Maybe that’s why I’m constantly on overdrive. Last week I not only worked my full-time job but I attended and volunteered at the Ladies Who Launch Leading Lady Awards in Denver on Thursday (afterward I headed back into the office to finish the workday). I continued on my sixth day of work, Saturday morning starting at 7:45 AM as a photographer’s assistant for a friend that needed help with a photo shoot. This was my second Saturday in a row working with her.
I’m not the exception, we’re all busy but reflecting on my life, my friends look at me like I’m crazy. I frequently have to say, “Sorry, I can’t make dinner,” as they all comfortably sit down together to a home cooked meal and relax mid-week.
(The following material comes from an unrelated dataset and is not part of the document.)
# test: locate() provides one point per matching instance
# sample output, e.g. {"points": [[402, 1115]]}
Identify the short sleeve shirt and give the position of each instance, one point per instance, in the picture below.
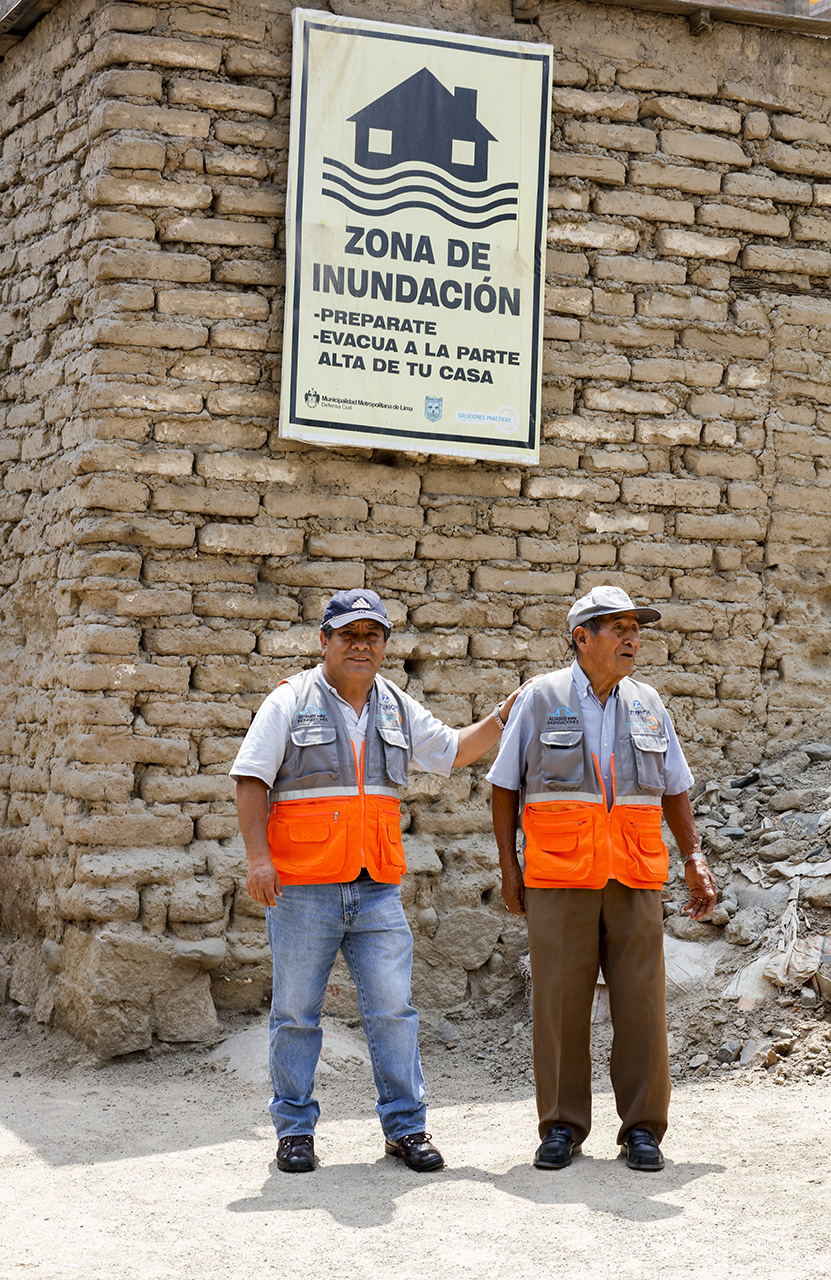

I’m volunteering, catching up on e-mails, putting contacts in touch with my contacts, being a photographer’s assistant, helping Ladies Who Launch, teaching someone how to start a blog, staying on top of my blog and oh right, working at my full-time job.
Prioritizing to Decrease Your Stress Level
Research shows that saying “yes,” causes stress and learning to say “no,” helps keep your commitments and priorities in check. Easier said than done.
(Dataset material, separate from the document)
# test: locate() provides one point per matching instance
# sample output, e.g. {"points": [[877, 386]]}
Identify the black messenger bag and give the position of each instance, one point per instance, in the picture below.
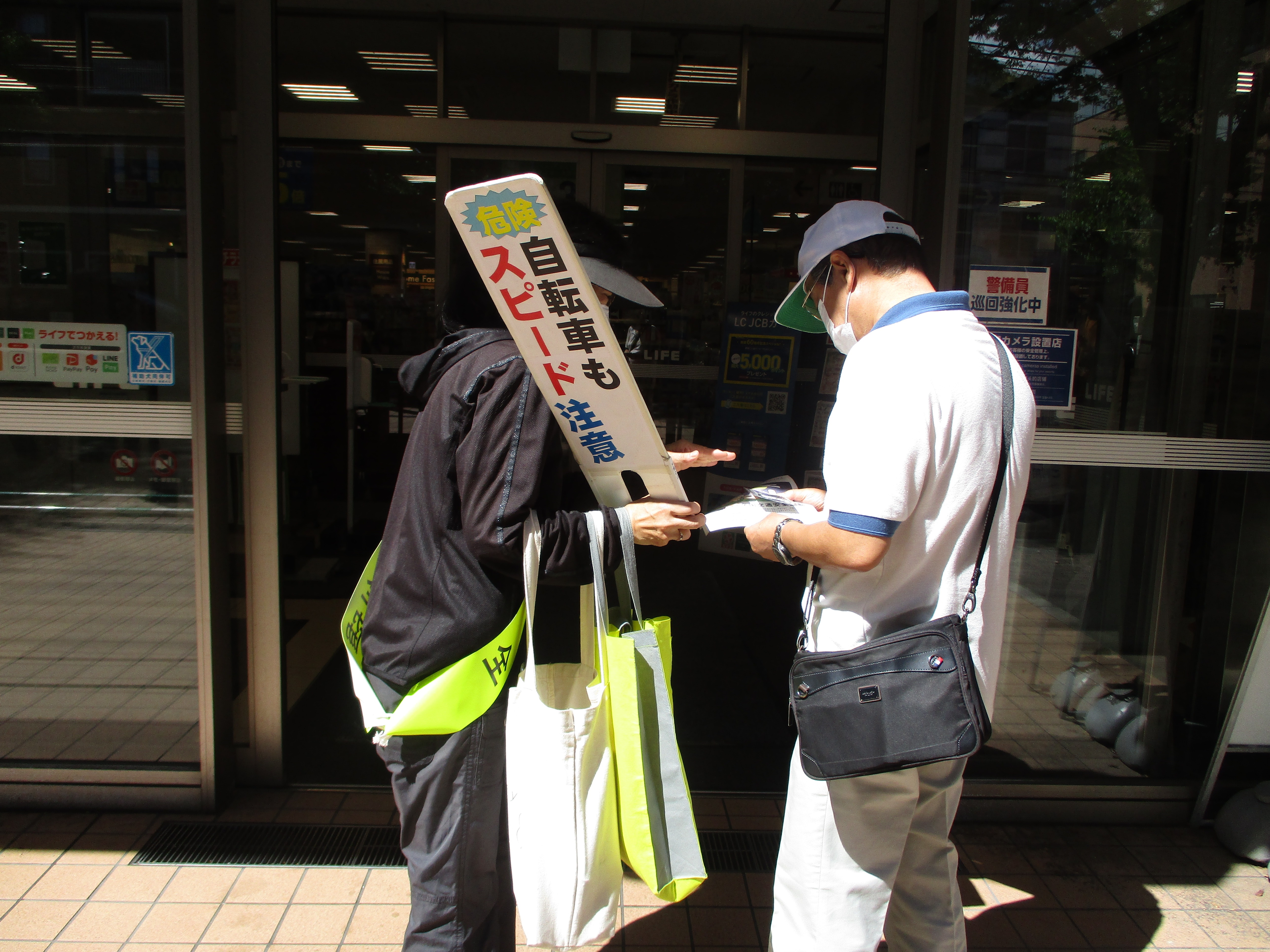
{"points": [[907, 699]]}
Caitlin McCabe talks about learning When To Do Things for Free and When Not To. She includes a fantastic list of when to do things for free and when to charge. I commiserate with her. I usually say yes to every guest blog post, every event, volunteer opportunity and whenever someone asks for help (professionally and personally). It’s not as though I forget my worth or value but I think I can be superwoman and help everyone.
But I can’t.
I know I’m strong. I know I do more than most of the people around me, but there comes a breaking point. If I begin to sacrifice my personal well-being and spread myself thin over twenty projects versus managing myself properly and working on four meaningful projects, I think I should step back and find the risk vs. reward.
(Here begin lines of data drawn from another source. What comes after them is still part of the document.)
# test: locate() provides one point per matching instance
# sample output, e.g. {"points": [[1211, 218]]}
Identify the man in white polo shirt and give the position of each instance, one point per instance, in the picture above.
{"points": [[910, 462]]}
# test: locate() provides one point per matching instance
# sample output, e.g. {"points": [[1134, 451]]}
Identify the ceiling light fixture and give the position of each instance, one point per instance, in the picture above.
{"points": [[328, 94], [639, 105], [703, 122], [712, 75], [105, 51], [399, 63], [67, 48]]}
Slowly but surely I have begun to say, “No.” It feels really good. It feels really honest.
Just last week a friend at a startup asked me to help rewrite a press release for their team. They budgeted compensation and at first, I said, “Of course, I would be happy to help.” Then (I should have done this prior) I took a look at my schedule and priorities and realized I didn’t have the resources or time to complete the project. I got back to them and apologized that I had to turn down their offer. I wanted to be fair with not only my time, but their own.
Deep breath. Baby steps. I was being honest and in doing so, I set myself free.